In 2012, Farrington garnered over 70% of the vote, and in fact received one of the highest percentages of votes in the state where an incumbent was challenged. Farrington attributes much of his political success in his ability to build consensus. Farrington has proved that he can reach across the aisle and work with members of the Republican Party. Farrington often quips that his consensus building skills has even led him to “walk down the aisle with a Republican.” Farrington affectionately refers to his fiancée Jacquelyn St. Martin as a “Texas Republican.” St. Martin is originally from Texas but moved to Napa in pursuit of her passion and dream to work in the wine industry. Farrington said, “She and I do not agree on many issues, however we have learned to work together despite our differences. People are sick and tired of political bickering and partisan politics, they want representatives that can work together and provide solutions, not roadblocks.”

Farrington added, “I believe that the state needs to focus on core services to the public, which include education, public safety, safeguarding our environment, and being business friendly.” Farrington strongly believes that the state should look at the reallocation of tax resources which would give greater discretion in spending to local elected officials and school districts. As a former educator, and now County Supervisor, he said he knows that “teachers and local elected officials know best how to meet the needs of our students and local residents, not politicians in Sacramento.”

Farrington said that there are a number of issues facing the Fourth District; however the main issues are the economy, and the need to create a good environment for businesses to succeed and thrive; strong support for agriculture, in particular preservation of precious agricultural land; and water, especially now that many state leaders are pushing for the construction of dual tunnels through the Bay-Delta which would transport water from northern California to southern California. Farrington is concerned that this project will threaten northern California water supplies, and devastate Bay-Delta wetlands and fisheries. “This project is bad for northern California, period,” he said.

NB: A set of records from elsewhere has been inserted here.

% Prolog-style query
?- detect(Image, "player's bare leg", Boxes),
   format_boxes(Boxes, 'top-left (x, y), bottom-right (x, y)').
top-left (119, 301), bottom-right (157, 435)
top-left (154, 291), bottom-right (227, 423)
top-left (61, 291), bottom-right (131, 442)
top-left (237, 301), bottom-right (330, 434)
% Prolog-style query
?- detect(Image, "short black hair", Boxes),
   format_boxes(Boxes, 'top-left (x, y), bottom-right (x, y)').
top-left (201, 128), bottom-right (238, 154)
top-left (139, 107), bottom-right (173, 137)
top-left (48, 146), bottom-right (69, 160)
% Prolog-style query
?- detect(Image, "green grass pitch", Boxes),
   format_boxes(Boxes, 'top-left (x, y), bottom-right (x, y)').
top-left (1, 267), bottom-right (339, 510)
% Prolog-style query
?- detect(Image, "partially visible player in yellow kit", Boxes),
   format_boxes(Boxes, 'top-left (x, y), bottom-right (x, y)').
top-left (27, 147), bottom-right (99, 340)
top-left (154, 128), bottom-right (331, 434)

In addition, Farrington wants to make infrastructure a priority. Farrington said that “the state has lost its way when it comes to providing adequate infrastructure and investment in our roads, water, and sewer. Investing in infrastructure is not “politically expedient for politicians,” he said, explaining that by the time money is appropriated, and the projects are completed there are different politicians at the ribbon cutting ceremony. “Most politicians are looking for quick fixes.”

Farrington is proud of his many accomplishments while serving on the Board of Supervisors which include a balanced budget during his 12 years in office; his leadership and support for agriculture; preservation of open space, and creating new wetlands; securing water supplies; bringing business to California, and providing leadership and support of green energy by building the largest municipal solar array facility in the western United States – Lake County is a net exporter of energy. Farrington is also proud that he is not tied to Sacramento or the political machine that often produces cookie-cutter candidates, and attempts to make every election a coronation. Farrington concluded, “I think I provide an opportunity for people to look at politics differently. I am not a candidate who will say and do anything to get elected. I have always wanted to dedicate my life to be of service to others. That is what I offer as a candidate, and that is my motive for running.”